After the Edwards rally, I met Jenny at Satalla in Manhattan to hear Huun-Huur-Tu, the throat-singing quartet from Tuva, a small republic within the Russian Federation somewhere off near Mongolia. Playing soulful folk songs that are all about horses, they create fascinating harmonic overtones in their throats — something roughly like a Tibetan monk’s growl, or perhaps an astonishingly lovely burp, that manages to ascend into the higher registers and make melodies there that dance over the earthy strains of their bowed and plucked instruments. If they come to your town, go hear them; recordings don’t do the music justice.

[electronic voting]

My friend R over at Ambiguous.org has for a while been talking about the dangers inherent in new electronic voting systems, which could potentially be hacked. Well, R, you are now joined by this New York Times article:

For more than a year, [leading electronic-ballot manufacturer] Diebold … has been fighting conspiracy theories popularized on the Internet that say its Jetsons-at-the-polling-place wares serve as cover for an ongoing effort to stuff electronic ballot boxes on behalf of the Republican Party.

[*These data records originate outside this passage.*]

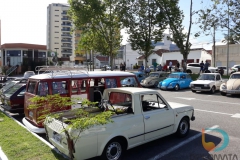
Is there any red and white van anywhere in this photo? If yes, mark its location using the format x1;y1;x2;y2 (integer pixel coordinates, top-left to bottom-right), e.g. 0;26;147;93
23;71;141;133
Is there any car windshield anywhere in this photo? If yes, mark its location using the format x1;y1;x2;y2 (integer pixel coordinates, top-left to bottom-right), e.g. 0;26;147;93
168;74;180;78
4;84;22;97
198;74;215;81
230;74;240;79
149;73;159;77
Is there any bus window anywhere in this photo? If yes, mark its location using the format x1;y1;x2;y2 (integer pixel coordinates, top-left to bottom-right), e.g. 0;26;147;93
120;77;138;87
37;82;48;96
52;81;68;94
27;81;37;94
105;78;117;88
71;80;87;94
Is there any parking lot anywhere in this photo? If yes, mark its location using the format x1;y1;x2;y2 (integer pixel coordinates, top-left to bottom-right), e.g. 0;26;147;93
0;71;240;160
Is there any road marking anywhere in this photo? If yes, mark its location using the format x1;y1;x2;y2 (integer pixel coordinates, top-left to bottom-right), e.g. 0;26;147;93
194;109;234;116
149;125;219;160
175;97;240;105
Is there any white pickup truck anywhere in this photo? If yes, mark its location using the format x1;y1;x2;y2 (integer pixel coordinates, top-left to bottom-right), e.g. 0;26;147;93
45;87;195;160
190;73;226;93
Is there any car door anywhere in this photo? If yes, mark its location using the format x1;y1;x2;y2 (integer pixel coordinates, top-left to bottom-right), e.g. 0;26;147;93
216;75;222;90
142;94;174;141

Diebold executives, along with outside computer security experts who are seeking to fix the voting machines, say the conspiracy theories are bunk. The company’s chief executive, Walden W. O’Dell, did not help matters, though, when he sent out a fund-raising letter for the Bush campaign last summer saying he was committed to “helping Ohio deliver its electoral votes for the president next year.”

Sure, it’s an administration with a fuzzy record on fair balloting. And sure, it’s an impossible-to-audit new voting system developed by a company committed to this administration’s reelection. But surely democracy is too precious to everyone involved for them to tweak it. So let’s all just trust the powers that be to guarantee our freedom, safety and democracy. Because the price of freedom is eternally trusting our leaders. Isn’t that how it works?